Das Gute/ das Wichtige an Herrn Kaubes Essay liegt darin, dass er nichts Besonderes sagt, das aber sehr genau und sehr klar. Seine Brillanz ist eine, die ganz ohne Originalität oder — wie heißt das noch mal — ballernde Sätze auskommt.

Schickte den ganzen Essay als Audiofile sofort unserem Waldkönig aus Sachsen, Herrn Randolph (bitte anhören, so geil, so geil, Danke).

Die Bundesregierung spricht zur Deutschen Einheit im Jahr 35: „Frei, vereint und unvollkommen.“ AHA.
„Die Einheit ist vollendet, auch wenn sie nicht vollkommen ist“ (Carsten Schneider, Staatsminister beim Bundeskanzler und Beauftragter der Bundesregierung für Ostdeutschland). AHA.

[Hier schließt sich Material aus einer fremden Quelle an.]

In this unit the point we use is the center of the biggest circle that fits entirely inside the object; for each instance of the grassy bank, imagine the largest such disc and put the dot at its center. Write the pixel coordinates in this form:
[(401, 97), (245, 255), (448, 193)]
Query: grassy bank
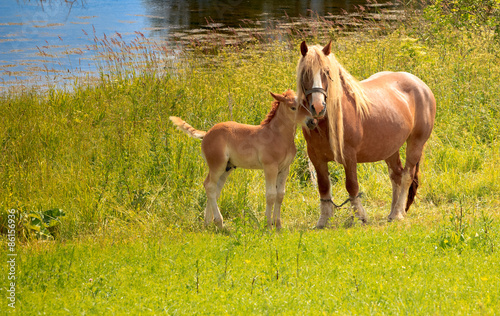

Stephan Schlak schickte mir die neue Zeitschrift für Ideengeschichte: „Unternehmen Unseld“ (Grünbein, Goetz, Mara Delius, Niklas Maak, Illies). Angekommen, vielen Dank, wird natürlich noch ganz genau studiert. 

„The beer I had for breakfast wasn‘t bad/
So I had one more for dessert“
On a Sunday morning sidewalk, Kris Kristofferson (1936 bis 2024)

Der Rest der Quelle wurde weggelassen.